OpenAI Agents SDK ⭐⭐⭐⭐⭐ Teams already committed to the OpenAI ecosystem. OpenAI's official library. Clean API for agent hand-off + structured output. MIT. Major update in April 2026: built-in sandbox (7 providers) + harness abstraction layer. The first architecturally sound approach for production coding agents (details in Stage 8).
OpenAI Swarm ⭐⭐⭐⭐ Edu
⭐⭐⭐ Prod
To understand the core mental model of multi-agent systems without learning a full framework. ~200 LOC, just two concepts: Agent + handoff. MIT. ⚠️ OpenAI labels it experimental/educational, not a production tool. Read the source code as a chapter-length tutorial.
Strands Agents (AWS) ⭐⭐⭐⭐ Teams already committed to the AWS cloud and Bedrock-native solutions. Model-driven design (LLM plans on its own, no explicit graph). Apache 2.0. Released late 2025, integrates with AWS Lambda / Step Functions / Bedrock Agents.
Specialized Paths
(CodeAct / typed / memory-first)
Hugging Face Smolagents ⭐⭐⭐⭐ Local LLM ecosystems, HF integration scenarios. A prime example of the CodeAct pattern (agent writes Python code as its action, not JSON tool calls). ★ 27k+, Apache 2.0, ≤1000 LOC.
Pydantic AI ⭐⭐⭐ Production systems that require runtime type safety + structured output by default. Type-safe agents from the Pydantic team. MIT. Relatively new.
Letta (formerly MemGPT) ⭐⭐⭐⭐ Long-session / cross-day / persona-stable agents (long-term assistants, therapists, tutors). A memory-first multi-agent system based on OS-paging concepts (working memory + archival store). ★ 22k+, Apache 2.0. Also mentioned in Stage 6, Exercise 5.
Specialized LlamaIndex Agents ⭐⭐⭐ Document-heavy agents (research assistants, knowledge workers, etc.). Tightly integrated with RAG. ★ 49k+, MIT. Strong on retrieval, weak on orchestration—don't choose it for pure orchestration.
agentscope-ai/agentscope ⭐⭐⭐ Researchers who want to visually debug multi-agent workflows. A multi-agent platform with strong visual debugging tools. ★ 24k+, Apache 2.0. Low adoption in Western communities, but solid tech.
LangChain ⭐⭐⭐ Rapid prototypes that need to glue together many components (retrieval + chains). The swiss-army-knife framework. ★ 135k+, MIT. For agent orchestration, use LangGraph now. LangChain is better for gluing retrieval + chaining.
Infrastructure
(Not a framework, used across stages)
BerriAI/litellm ⭐⭐⭐⭐ When you need to switch between Claude / GPT / Gemini / open-source models without changing code. A provider-agnostic SDK + AI gateway. Call 100+ LLMs using OpenAI's format. Includes cost tracking / fallbacks / guardrails. ★ 45k+, MIT (enterprise/ subdirectory licensed separately).

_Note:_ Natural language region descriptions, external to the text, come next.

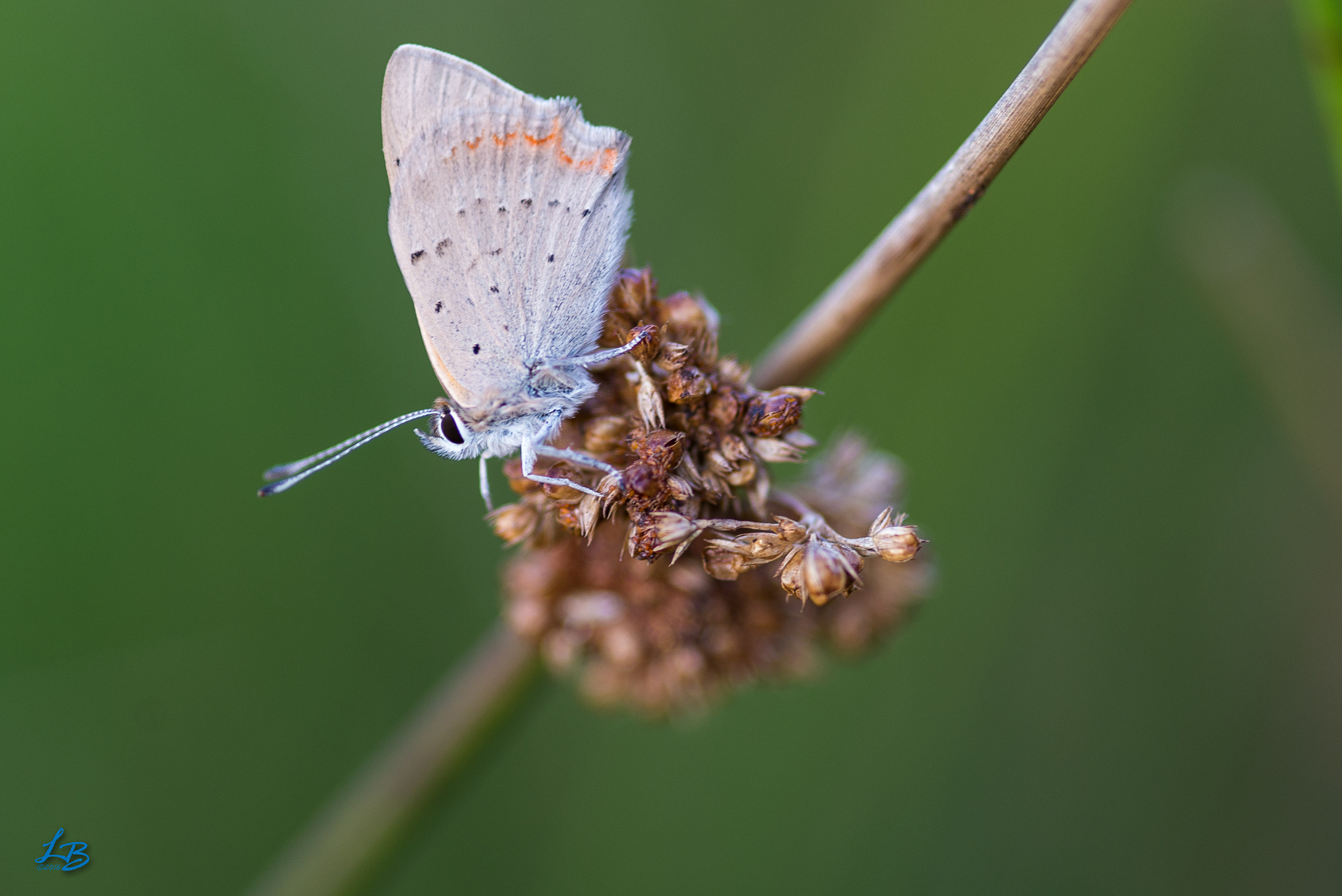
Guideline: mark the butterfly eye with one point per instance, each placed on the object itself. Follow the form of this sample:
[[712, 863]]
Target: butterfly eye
[[449, 430]]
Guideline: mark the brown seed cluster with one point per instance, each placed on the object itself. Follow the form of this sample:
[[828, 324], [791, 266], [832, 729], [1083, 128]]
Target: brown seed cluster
[[599, 586]]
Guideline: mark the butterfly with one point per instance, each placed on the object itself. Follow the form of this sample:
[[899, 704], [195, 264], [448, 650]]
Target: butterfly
[[509, 216]]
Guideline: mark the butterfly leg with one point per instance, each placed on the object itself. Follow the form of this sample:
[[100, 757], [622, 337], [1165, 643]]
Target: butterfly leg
[[576, 457], [485, 486], [529, 453], [607, 354]]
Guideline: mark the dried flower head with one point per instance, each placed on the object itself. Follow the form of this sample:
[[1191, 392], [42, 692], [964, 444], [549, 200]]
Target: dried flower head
[[602, 586]]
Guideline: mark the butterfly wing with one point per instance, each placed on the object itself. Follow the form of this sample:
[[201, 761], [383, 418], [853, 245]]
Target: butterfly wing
[[509, 216]]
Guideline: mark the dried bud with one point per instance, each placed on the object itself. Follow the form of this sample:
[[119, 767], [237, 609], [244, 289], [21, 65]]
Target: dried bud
[[897, 544], [733, 372], [733, 449], [514, 522], [791, 530], [516, 481], [661, 450], [650, 345], [723, 408], [674, 356], [828, 570], [612, 490], [742, 475], [718, 463], [772, 415], [689, 316], [662, 531], [604, 435], [763, 548], [790, 576], [650, 401], [680, 489], [687, 385], [632, 291], [723, 564], [642, 479], [567, 514]]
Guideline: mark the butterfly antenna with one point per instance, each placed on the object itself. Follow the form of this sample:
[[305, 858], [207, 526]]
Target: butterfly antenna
[[289, 475]]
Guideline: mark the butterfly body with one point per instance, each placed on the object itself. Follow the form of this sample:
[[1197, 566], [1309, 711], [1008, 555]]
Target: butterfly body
[[508, 216]]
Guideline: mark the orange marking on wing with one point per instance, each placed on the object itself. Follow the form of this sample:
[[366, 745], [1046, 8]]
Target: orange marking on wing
[[554, 134]]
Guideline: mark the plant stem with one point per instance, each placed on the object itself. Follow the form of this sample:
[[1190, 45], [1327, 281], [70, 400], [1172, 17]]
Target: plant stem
[[1320, 23], [344, 844], [837, 316]]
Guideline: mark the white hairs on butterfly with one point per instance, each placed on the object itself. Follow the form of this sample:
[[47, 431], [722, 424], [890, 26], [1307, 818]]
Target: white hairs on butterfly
[[509, 216]]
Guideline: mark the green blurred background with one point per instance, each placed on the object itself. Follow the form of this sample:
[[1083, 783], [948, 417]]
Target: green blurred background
[[1128, 679]]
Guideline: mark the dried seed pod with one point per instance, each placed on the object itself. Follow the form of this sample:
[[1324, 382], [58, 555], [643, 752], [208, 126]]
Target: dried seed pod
[[674, 356], [514, 523], [662, 531], [651, 344], [723, 408], [567, 514], [828, 570], [661, 450], [689, 317], [632, 291], [650, 400], [678, 489], [687, 385], [742, 475], [772, 415], [897, 544], [588, 514], [723, 565], [643, 479], [735, 373], [733, 449]]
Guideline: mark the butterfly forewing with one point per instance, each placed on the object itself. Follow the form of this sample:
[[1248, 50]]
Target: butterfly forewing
[[509, 216]]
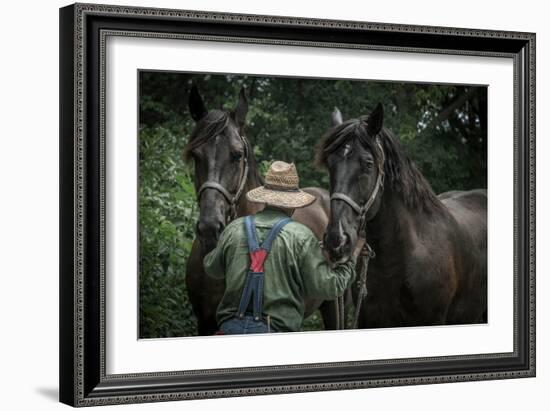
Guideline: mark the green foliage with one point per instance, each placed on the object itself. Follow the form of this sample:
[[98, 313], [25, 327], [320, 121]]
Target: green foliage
[[442, 127]]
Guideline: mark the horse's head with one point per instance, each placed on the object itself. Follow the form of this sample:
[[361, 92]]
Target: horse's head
[[220, 153], [354, 157]]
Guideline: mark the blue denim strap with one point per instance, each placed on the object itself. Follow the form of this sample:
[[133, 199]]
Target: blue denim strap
[[266, 245], [250, 228], [254, 282]]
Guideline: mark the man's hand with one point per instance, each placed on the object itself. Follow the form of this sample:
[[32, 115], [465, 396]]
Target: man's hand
[[358, 246]]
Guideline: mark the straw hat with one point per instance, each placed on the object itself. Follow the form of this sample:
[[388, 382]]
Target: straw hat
[[281, 188]]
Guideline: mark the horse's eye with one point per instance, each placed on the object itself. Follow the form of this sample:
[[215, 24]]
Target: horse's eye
[[367, 164], [236, 156]]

💡 Recommended reading path: Pick 1 production-grade (LangGraph) + 1 rapid-prototyping (CrewAI) framework to learn deeply → Do exercises 1-3 → Skim the READMEs of the others to know they exist. The 3 specialized paths (CodeAct / typed / memory-first) are only rivals in specific scenarios; you don't need to touch them otherwise.

✅ Self-Check Before Moving to Stage 5

Can you: - [ ] Build the same agent using both LangGraph and CrewAI? - [ ] Choose the right framework for a task (production vs. prototype)? - [ ] Explain the difference between LangGraph's checkpointing and CrewAI's task delegation? - [ ] See when CodeAct (Smolagents) is better than JSON-tool? - [ ] Judge when to ditch a framework and use the raw API directly?

If yes → Proceed to Stage 5 — The Claude Code Ecosystem.

💡 Strategic Tips + Potential Pitfalls

Don't try to learn all of these. Pick one production-grade (LangGraph) and one for rapid prototyping (CrewAI) to learn in depth. For the others, just skim their READMEs to know they exist as options.

A heads-up on Memory (you might encounter this while learning, no need to read ahead): Some framework features use memory concepts—LangGraph's checkpointing (state persistence), CrewAI agents passing task results to each other (lightweight memory). These are covered in full in Stage 6 — Memory & RAG. If you get stuck on a framework feature in this stage, check that section, but you don't need to read it all before continuing this stage.